Lokalsport: Fusion zwischen der SGP und VfB vom Tisch

Lokalsport : Fusion zwischen der SGP und VfB vom Tisch

Oberlohberger Tennisspieler wollen keinen Umzug des Nachbarn aufgrund der Altersstruktur. Keine zusätzliche Bebauung möglich.

Vor einigen Monaten sah es so aus, als würden die Tennis-Abteilungen der SGP Oberlohberg und des VfB Lohberg fusionieren. In einem Gespräch mit Vertretern beider Vereine legte Dinslakens Bürgermeister Michael Heidinger die Verbindung der Vereine nahe, die Spieler des VfB sollten auf der Anlage der SGP an der Gärtnerstraße ihr Hobby ausüben. Doch der Regionalverband Ruhr, der der Stadt Dinslaken das Gelände verpachtet, machte einen Strich durch die Rechnung, eine weitere Bebauung des Geländes, die die Vertreter des VfB forderten, würde der RVR nicht zulassen.

Ein Umzug in die andere Richtung kommt für die Oberlohberger aufgrund der Altersstruktur nicht in Frage. Die Herren 65 würden sowieso bald mit dem Tennisspielen aufhören und für den kurzen Zeitraum nicht auf eine andere Anlage wechseln, und für die verbleibenden Herren 50 wäre der Aufwand nicht allzu lohnenswert.
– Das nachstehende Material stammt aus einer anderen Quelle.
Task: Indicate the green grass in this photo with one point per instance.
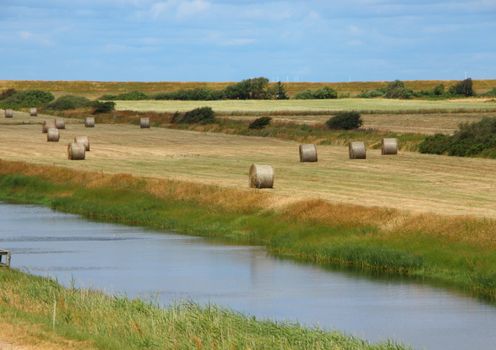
(268, 106)
(359, 245)
(116, 322)
(305, 133)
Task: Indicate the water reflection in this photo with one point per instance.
(168, 267)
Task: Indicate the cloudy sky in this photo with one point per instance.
(227, 40)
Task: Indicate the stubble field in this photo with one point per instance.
(410, 181)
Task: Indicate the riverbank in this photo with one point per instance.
(454, 251)
(41, 312)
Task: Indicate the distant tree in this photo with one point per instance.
(248, 89)
(278, 92)
(260, 123)
(463, 88)
(345, 121)
(397, 89)
(439, 90)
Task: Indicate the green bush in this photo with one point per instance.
(69, 102)
(462, 88)
(323, 93)
(397, 89)
(131, 96)
(260, 123)
(27, 98)
(474, 139)
(200, 94)
(278, 92)
(371, 93)
(491, 93)
(345, 121)
(7, 93)
(202, 115)
(436, 144)
(103, 107)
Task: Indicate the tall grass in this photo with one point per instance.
(455, 251)
(116, 322)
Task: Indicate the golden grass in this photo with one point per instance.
(393, 222)
(357, 104)
(410, 181)
(26, 336)
(96, 88)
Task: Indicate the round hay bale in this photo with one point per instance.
(357, 150)
(308, 153)
(53, 135)
(83, 140)
(59, 123)
(89, 122)
(76, 151)
(47, 125)
(389, 146)
(261, 176)
(144, 123)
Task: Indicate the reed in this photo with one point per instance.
(92, 320)
(455, 251)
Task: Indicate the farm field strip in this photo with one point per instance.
(359, 104)
(411, 181)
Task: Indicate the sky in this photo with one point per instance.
(227, 40)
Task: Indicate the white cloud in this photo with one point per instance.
(37, 39)
(175, 8)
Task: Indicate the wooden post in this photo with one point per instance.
(7, 255)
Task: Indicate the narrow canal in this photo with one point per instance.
(169, 267)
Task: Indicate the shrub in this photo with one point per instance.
(439, 90)
(7, 93)
(371, 93)
(248, 89)
(202, 115)
(345, 121)
(103, 107)
(131, 95)
(491, 93)
(475, 139)
(436, 144)
(200, 94)
(260, 123)
(323, 93)
(27, 98)
(69, 102)
(463, 88)
(397, 89)
(278, 92)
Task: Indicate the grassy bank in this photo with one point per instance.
(455, 251)
(93, 320)
(365, 105)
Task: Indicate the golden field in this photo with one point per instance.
(97, 88)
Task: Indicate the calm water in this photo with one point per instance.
(170, 267)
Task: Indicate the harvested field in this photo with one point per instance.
(428, 123)
(300, 106)
(416, 182)
(98, 88)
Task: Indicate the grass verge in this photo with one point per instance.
(454, 251)
(98, 321)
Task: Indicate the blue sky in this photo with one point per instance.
(224, 40)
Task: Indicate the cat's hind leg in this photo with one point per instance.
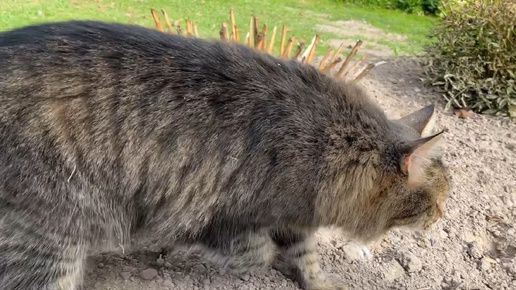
(33, 258)
(299, 260)
(239, 255)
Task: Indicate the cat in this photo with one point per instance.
(111, 130)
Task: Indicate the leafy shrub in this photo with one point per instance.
(474, 56)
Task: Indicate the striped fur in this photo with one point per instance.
(112, 131)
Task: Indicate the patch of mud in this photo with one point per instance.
(372, 50)
(352, 30)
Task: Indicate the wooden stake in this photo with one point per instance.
(264, 37)
(282, 41)
(233, 25)
(367, 69)
(156, 19)
(250, 35)
(271, 43)
(188, 27)
(325, 57)
(258, 41)
(223, 31)
(298, 50)
(287, 50)
(339, 49)
(167, 21)
(196, 29)
(355, 65)
(331, 65)
(237, 38)
(255, 31)
(349, 57)
(308, 54)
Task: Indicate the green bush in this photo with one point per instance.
(473, 57)
(408, 6)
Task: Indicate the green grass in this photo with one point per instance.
(210, 13)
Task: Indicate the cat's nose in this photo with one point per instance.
(440, 210)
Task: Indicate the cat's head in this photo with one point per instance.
(404, 184)
(417, 191)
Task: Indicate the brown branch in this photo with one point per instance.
(325, 57)
(271, 43)
(331, 65)
(156, 19)
(237, 38)
(258, 41)
(233, 25)
(367, 69)
(349, 57)
(298, 50)
(312, 49)
(188, 27)
(352, 68)
(250, 35)
(288, 48)
(223, 31)
(196, 29)
(339, 49)
(263, 44)
(282, 41)
(167, 20)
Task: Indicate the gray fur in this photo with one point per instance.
(110, 131)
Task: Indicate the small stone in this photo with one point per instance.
(160, 262)
(393, 271)
(412, 264)
(128, 269)
(125, 275)
(149, 274)
(484, 265)
(475, 251)
(168, 283)
(199, 268)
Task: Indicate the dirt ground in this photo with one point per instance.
(473, 247)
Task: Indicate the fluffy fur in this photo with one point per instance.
(110, 131)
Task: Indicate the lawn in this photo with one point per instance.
(299, 16)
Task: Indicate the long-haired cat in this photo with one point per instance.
(107, 130)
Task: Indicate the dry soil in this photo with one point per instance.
(473, 247)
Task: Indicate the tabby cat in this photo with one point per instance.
(108, 130)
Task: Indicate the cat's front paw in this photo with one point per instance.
(325, 283)
(357, 252)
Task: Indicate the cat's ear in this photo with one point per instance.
(418, 156)
(422, 120)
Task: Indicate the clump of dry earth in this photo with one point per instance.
(473, 247)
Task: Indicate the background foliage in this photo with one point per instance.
(473, 57)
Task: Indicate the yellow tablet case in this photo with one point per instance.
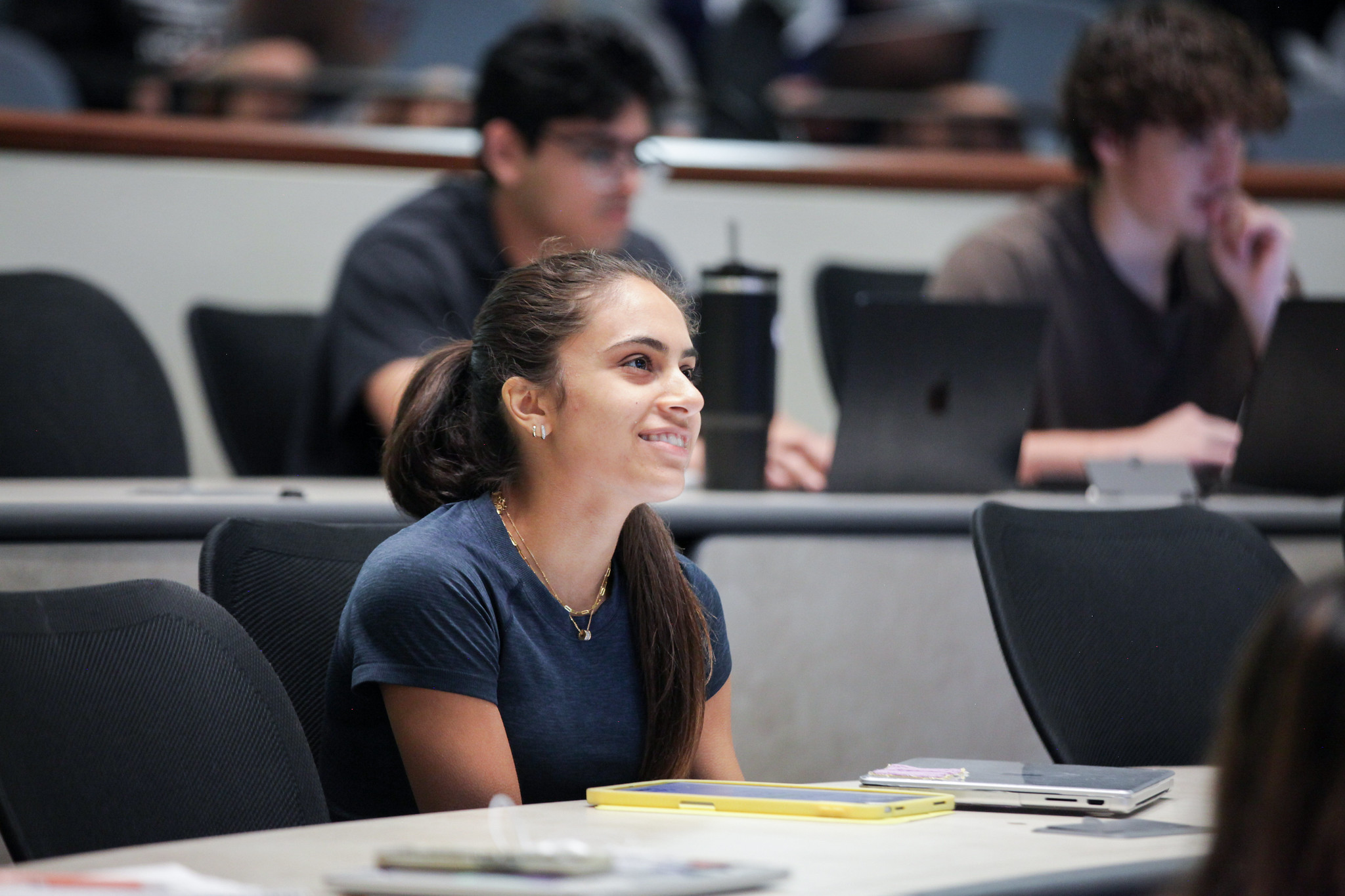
(926, 805)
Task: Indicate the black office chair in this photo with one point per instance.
(838, 289)
(81, 391)
(137, 712)
(1121, 628)
(287, 584)
(1132, 879)
(252, 366)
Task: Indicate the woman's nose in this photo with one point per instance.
(684, 395)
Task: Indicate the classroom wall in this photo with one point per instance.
(160, 234)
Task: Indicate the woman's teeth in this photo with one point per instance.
(671, 438)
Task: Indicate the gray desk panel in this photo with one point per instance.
(114, 509)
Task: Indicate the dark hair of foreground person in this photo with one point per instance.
(1281, 798)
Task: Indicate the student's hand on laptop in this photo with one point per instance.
(1250, 246)
(1189, 435)
(795, 456)
(1184, 433)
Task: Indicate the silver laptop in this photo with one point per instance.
(1093, 790)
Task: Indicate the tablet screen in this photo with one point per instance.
(764, 792)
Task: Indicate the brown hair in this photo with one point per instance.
(1281, 753)
(451, 444)
(1166, 64)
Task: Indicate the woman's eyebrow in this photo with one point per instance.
(651, 343)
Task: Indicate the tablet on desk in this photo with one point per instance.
(1094, 790)
(753, 798)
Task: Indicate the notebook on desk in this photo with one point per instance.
(1294, 418)
(937, 396)
(1094, 790)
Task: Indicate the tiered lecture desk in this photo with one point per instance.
(824, 857)
(858, 622)
(686, 159)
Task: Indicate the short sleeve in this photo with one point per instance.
(713, 609)
(413, 624)
(389, 304)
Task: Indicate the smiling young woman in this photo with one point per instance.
(536, 633)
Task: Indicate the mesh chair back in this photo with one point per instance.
(287, 584)
(33, 77)
(837, 291)
(81, 391)
(252, 366)
(1121, 628)
(137, 712)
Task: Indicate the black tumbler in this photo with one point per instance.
(738, 362)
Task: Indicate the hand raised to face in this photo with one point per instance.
(1250, 247)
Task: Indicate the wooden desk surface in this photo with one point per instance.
(119, 509)
(686, 159)
(824, 857)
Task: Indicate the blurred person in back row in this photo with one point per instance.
(562, 108)
(1279, 815)
(1161, 274)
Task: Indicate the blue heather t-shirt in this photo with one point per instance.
(449, 603)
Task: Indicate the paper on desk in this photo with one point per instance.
(136, 880)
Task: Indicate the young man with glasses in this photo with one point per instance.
(563, 108)
(1161, 274)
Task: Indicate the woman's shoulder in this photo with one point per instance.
(449, 547)
(699, 582)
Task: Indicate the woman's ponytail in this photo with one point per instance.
(444, 446)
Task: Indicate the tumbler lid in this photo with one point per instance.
(736, 278)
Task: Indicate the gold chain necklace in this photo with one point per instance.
(526, 553)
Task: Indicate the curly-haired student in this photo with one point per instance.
(1161, 274)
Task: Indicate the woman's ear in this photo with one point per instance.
(526, 405)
Bei der Jahreshauptversammlung der SGP-Tennisabteilung teilten Abteilungsleiter Heinz Piechula und der zweite Vorsitzende Jürgen Fassbender den 26 anwesenden von insgesamt 40 Mitgliedern mit, dass die Fusion mit dem VfB vom Tisch sei, was die Mitglieder gefasst aufnahmen, da sie wussten, dass eine weitere Bebauung des Geländes wohl nicht möglich wäre. "Wir hatten gehofft, dass die Stadt Dinslaken vielleicht etwas machen könnte, aber eigentlich wussten wir, dass es nichts wird", macht sich Piechula keine Illusionen. "Es war von vornherein klar, dass entweder Lohberg hochkommt oder die Fusion nicht zustande kommt, sagt er.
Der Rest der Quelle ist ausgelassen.